Небо снаружи было неподвижно серым, говорит Дондог. Над этой крышкой на котелке солнце себя не щадило. Из-за влажности зной становился просто адским. Маркони вытянул руки и, помогая себе проложить путь кончиками пальцев, подобрался к перилам балкона. На лбу у него выступили крупные капли пота, говорит Дондог. Я избавился от своей телогрейки, повесив ее на веревку для белья, которая с незапамятных времен поддерживала остатки твердой, как дерево, дерюги, потом облокотился рядом с Маркони. Мы оба были измотаны высокой температурой. Пот лил с нас ручьем.
Было пять часов, один из самых невыносимых моментов дня. Даже если бы в этот миг хлынул тропический ливень, ему бы не удалось облегчить атмосферу.
Маркони никак не мог перевести дух. Он обшаривал своим двусмысленным взглядом облака и промакивал левым запястьем щеки. Сия брюхатенькая личность выглядела довольно комично, но из-за так и не утративших актуальности вопросов касательно швиттов и слепцов излучала при этом что-то мрачное.
– Знаете, Бальбаян, – сказал он, помолчав. – Изо дня в день мне в этот час кажется, что я вот-вот подохну. Я же не отсюда, я с севера, и никак не могу приспособиться к здешнему климату. Не переношу эту жару. Ночью она не дает вам спать. Днем убивает.
– Да, она сурова, – сказал Дондог. – В самом деле сурова.
Какое-то время они помолчали. Поблизости долгим пронзительным стрекотом разразилась цикада. Маркони повел в ее сторону ухом, бестолково прошелся головой перед пейзажем. Он в пейзаж вслушивался. Глаза его застыли на месте.
Балкон выходил на лишенную всякой прелести обширную и унылую чересполосицу заброшенных строительных площадок, незавершенных построек и невнятных участков земли, загроможденных рыжеющим металлоломом и горбылем.
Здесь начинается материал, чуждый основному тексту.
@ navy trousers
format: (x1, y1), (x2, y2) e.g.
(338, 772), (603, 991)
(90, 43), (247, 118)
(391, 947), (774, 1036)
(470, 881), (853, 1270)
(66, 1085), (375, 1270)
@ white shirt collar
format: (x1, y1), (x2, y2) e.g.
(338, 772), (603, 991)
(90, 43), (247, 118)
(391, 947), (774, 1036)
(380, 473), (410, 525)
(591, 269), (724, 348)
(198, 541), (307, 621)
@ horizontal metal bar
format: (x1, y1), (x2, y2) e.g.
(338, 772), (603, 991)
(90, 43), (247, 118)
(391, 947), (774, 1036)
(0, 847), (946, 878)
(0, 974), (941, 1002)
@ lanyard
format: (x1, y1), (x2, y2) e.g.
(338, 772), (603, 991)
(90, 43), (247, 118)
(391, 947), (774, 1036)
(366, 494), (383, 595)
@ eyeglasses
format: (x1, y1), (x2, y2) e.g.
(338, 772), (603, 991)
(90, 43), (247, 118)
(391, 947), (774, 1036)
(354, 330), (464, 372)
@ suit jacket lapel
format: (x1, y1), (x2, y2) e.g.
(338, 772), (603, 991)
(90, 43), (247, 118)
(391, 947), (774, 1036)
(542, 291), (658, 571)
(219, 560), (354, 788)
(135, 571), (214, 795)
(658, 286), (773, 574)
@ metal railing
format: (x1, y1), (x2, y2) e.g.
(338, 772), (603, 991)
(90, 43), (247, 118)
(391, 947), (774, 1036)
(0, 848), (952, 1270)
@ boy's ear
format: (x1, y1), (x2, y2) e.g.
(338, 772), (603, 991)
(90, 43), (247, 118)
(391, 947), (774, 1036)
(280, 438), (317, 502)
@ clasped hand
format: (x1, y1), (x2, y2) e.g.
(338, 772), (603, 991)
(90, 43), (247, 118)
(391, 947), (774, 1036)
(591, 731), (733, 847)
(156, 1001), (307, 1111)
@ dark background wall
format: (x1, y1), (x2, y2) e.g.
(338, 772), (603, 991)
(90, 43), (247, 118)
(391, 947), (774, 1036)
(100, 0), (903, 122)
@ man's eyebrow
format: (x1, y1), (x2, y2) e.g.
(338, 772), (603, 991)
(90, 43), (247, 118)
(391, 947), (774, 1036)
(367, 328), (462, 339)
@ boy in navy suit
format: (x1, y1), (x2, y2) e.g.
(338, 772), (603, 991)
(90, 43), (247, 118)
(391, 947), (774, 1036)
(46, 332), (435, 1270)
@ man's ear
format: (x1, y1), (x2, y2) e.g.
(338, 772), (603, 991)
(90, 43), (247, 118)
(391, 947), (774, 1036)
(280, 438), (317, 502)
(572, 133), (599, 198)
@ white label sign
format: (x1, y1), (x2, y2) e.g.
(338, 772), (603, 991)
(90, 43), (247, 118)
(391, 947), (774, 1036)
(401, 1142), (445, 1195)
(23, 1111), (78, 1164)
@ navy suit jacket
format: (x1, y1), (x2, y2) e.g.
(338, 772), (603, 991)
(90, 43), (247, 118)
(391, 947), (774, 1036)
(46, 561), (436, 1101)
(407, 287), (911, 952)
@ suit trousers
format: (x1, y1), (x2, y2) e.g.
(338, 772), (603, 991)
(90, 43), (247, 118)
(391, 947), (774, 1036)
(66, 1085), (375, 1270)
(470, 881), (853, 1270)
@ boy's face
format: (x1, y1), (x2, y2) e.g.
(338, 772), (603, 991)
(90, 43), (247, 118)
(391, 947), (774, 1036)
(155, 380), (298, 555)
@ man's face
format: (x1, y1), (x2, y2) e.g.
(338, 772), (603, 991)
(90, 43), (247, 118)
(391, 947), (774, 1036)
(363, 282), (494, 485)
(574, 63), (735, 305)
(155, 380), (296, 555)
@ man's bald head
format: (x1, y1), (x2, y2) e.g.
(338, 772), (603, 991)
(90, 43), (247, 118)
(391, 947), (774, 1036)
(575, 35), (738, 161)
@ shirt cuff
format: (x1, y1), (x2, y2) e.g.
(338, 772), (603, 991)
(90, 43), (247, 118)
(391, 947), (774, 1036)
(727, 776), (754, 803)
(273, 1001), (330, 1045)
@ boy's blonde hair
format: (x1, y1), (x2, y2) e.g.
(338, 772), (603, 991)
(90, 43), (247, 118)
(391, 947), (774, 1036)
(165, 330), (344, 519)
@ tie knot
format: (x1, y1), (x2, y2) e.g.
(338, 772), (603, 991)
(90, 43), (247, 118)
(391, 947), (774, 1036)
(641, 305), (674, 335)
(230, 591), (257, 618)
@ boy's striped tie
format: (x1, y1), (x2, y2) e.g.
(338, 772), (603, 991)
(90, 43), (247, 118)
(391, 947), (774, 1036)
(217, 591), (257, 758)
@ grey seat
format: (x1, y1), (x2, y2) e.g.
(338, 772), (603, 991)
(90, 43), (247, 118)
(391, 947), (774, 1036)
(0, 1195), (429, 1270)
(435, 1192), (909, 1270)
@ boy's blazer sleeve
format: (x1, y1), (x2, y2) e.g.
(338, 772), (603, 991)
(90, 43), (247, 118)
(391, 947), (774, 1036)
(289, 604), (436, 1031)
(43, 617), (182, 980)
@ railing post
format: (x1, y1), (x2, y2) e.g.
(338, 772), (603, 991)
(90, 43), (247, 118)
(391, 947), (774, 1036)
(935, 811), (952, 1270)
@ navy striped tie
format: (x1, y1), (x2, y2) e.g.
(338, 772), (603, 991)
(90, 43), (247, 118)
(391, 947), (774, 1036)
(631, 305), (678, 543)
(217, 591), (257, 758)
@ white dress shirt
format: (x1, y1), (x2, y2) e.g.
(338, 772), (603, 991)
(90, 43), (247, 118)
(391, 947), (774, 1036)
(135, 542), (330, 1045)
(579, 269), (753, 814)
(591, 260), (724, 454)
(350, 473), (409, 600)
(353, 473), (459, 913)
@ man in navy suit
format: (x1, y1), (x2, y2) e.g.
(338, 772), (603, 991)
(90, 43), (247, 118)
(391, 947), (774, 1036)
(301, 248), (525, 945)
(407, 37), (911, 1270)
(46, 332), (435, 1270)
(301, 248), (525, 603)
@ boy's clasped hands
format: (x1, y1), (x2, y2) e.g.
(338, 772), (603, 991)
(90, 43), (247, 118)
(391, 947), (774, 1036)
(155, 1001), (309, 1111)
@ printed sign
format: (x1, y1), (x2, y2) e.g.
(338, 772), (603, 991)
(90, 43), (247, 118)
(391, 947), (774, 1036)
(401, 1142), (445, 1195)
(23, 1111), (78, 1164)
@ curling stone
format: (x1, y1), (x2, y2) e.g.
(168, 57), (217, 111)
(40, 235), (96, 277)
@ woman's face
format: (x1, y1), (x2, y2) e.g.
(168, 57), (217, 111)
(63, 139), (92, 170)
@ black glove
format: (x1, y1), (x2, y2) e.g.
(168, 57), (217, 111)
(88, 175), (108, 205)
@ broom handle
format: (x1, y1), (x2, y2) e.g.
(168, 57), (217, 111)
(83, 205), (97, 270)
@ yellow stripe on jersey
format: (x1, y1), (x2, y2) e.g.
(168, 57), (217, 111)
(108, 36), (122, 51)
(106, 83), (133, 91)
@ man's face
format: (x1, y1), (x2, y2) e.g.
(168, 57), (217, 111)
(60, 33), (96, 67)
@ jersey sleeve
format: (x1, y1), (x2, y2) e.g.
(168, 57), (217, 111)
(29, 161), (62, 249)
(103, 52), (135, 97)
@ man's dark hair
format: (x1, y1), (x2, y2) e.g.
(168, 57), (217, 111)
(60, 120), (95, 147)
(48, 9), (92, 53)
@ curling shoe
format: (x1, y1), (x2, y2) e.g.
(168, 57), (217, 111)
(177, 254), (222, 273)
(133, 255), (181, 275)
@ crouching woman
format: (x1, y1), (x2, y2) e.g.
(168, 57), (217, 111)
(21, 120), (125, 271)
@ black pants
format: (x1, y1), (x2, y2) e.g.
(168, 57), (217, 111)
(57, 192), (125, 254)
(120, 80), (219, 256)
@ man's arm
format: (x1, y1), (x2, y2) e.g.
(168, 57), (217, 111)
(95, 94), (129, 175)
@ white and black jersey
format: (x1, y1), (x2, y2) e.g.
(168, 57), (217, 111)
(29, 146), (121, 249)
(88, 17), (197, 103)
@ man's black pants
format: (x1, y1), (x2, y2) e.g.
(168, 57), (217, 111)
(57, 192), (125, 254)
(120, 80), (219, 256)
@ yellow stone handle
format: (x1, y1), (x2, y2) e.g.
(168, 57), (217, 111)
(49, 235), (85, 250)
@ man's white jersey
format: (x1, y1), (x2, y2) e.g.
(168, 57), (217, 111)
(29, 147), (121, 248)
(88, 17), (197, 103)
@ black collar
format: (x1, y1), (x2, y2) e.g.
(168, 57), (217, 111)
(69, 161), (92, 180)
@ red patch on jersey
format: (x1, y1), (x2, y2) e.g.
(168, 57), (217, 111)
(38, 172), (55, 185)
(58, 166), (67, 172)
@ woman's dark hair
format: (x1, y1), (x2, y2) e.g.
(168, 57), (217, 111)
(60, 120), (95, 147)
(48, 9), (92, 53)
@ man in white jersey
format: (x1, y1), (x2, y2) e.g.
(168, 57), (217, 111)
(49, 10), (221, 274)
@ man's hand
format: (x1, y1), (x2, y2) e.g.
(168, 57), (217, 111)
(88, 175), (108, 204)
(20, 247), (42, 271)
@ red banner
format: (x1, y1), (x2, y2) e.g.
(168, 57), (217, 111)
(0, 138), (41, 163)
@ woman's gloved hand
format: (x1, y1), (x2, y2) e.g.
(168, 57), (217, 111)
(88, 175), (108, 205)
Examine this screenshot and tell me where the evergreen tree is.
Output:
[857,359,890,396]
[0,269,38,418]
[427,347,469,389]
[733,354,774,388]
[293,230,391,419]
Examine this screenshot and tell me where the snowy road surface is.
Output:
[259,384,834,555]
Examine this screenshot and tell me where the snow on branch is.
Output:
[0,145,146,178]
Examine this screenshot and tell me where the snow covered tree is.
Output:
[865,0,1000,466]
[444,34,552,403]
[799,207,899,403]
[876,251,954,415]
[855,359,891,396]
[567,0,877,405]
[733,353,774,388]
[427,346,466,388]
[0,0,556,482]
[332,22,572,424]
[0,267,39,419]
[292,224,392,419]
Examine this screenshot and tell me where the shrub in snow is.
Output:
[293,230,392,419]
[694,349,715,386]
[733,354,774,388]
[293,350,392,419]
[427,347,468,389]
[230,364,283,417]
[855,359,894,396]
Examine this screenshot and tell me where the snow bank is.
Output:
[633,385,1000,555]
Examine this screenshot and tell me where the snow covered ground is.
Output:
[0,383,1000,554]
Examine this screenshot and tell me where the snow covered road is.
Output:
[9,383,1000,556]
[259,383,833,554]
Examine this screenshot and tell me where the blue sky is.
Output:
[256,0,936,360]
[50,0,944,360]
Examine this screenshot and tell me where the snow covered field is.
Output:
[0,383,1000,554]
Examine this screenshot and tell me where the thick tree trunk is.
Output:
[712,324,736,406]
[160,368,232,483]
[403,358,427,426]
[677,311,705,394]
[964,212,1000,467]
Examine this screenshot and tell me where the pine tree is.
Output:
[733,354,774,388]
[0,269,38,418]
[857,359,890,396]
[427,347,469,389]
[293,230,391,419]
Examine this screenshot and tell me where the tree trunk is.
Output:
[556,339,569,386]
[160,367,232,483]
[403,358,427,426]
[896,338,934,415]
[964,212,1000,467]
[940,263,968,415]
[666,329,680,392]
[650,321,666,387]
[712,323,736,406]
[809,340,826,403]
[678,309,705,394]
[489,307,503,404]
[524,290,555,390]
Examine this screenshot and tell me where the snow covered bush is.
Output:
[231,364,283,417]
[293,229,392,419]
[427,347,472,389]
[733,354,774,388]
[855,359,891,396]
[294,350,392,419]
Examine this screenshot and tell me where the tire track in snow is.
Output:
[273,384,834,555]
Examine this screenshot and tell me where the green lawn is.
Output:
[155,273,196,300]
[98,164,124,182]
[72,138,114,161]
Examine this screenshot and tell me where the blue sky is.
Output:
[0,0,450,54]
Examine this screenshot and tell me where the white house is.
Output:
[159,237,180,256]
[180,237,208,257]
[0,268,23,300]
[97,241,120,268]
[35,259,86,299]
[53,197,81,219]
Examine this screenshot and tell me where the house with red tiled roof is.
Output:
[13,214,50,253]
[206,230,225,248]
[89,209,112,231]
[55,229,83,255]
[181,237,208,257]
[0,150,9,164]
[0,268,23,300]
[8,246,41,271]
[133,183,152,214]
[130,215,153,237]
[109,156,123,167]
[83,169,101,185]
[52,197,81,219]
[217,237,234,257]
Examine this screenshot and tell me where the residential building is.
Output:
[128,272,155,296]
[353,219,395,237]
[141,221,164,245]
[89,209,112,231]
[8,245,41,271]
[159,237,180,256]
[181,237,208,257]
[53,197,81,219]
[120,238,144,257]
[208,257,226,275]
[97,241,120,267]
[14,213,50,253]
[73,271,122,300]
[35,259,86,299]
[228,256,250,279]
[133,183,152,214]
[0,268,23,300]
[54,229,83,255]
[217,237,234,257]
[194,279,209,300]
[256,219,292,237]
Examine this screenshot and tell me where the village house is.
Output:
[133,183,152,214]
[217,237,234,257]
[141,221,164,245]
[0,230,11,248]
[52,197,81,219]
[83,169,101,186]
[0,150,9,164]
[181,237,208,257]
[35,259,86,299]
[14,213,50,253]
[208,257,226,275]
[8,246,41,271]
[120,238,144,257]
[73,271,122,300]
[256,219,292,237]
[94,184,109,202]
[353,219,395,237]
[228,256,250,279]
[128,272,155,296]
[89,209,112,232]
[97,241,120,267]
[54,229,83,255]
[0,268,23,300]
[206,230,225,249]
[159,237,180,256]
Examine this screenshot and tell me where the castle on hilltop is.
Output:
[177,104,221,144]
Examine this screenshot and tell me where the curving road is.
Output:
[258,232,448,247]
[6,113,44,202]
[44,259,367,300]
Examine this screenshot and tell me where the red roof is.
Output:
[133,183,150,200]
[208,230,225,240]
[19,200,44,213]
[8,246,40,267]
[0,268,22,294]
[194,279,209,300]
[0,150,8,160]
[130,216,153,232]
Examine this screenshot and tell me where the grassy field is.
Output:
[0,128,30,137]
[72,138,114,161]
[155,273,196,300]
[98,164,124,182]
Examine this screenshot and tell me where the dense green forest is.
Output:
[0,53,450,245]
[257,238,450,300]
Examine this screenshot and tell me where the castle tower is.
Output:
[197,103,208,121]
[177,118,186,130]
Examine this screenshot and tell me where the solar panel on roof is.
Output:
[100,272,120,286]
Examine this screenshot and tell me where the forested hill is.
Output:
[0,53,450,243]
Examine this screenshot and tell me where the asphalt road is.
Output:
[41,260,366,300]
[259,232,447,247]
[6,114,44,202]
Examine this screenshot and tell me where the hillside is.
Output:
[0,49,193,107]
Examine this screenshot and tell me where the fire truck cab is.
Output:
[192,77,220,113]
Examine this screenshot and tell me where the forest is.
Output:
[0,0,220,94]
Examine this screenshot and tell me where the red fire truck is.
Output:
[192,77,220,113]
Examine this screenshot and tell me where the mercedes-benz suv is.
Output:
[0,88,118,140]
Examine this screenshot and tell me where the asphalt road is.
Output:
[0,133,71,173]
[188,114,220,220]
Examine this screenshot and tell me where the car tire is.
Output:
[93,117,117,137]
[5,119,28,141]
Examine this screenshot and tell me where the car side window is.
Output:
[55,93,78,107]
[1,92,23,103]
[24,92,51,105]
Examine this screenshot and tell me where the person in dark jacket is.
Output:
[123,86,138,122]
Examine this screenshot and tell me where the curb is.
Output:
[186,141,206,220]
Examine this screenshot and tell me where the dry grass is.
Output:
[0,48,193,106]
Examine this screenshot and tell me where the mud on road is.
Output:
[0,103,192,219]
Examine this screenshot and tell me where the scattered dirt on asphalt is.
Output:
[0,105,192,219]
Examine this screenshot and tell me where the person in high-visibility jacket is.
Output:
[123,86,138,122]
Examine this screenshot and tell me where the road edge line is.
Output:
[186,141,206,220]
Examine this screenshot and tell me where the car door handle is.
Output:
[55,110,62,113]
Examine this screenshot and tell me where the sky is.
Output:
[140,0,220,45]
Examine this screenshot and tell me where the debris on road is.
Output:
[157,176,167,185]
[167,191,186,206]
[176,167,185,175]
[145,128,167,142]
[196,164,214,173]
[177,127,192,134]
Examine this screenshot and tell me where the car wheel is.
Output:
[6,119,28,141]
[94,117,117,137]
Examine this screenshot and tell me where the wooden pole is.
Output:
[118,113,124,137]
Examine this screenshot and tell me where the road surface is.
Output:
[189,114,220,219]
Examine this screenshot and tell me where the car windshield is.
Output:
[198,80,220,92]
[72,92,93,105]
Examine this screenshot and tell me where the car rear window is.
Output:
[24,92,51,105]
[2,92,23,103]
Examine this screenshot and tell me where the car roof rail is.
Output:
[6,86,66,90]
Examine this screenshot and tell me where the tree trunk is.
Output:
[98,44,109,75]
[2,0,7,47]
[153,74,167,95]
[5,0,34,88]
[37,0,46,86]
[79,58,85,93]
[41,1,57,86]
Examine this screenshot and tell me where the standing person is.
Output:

Виднелись деревья. Кое-где на террасах сохло белье, но не было видно ни души. Покрывавшие все ровным слоем травы вкупе с лианами придавали всем предметам зеленоватый, чрезвычайно нежный вид. Время от времени в воздух на несколько метров поднимались большие черные птицы, чтобы тут же спланировать на прикрытое растительностью, богатое отбросами или пищей место. По сути дела, эти образы ничуть не отличались от тех, что стали привычны Дондогу в последний период его жизни, после того как его перевели в южные лагеря.
На лице Маркони, как и Дондога, пыль вкупе с раздавленной молью сложилась в жутковатые полосы.
– Видите там, внизу, такие приземистые, совершенно серые дома с просмоленными крышами? – внезапно встрял Маркони.
– Нет, – сказал я.
Я попытался проследить за его взглядом, говорит Дондог. Голова Маркони была повернута к небу. Глаза действовали, но он ни на что не смотрел.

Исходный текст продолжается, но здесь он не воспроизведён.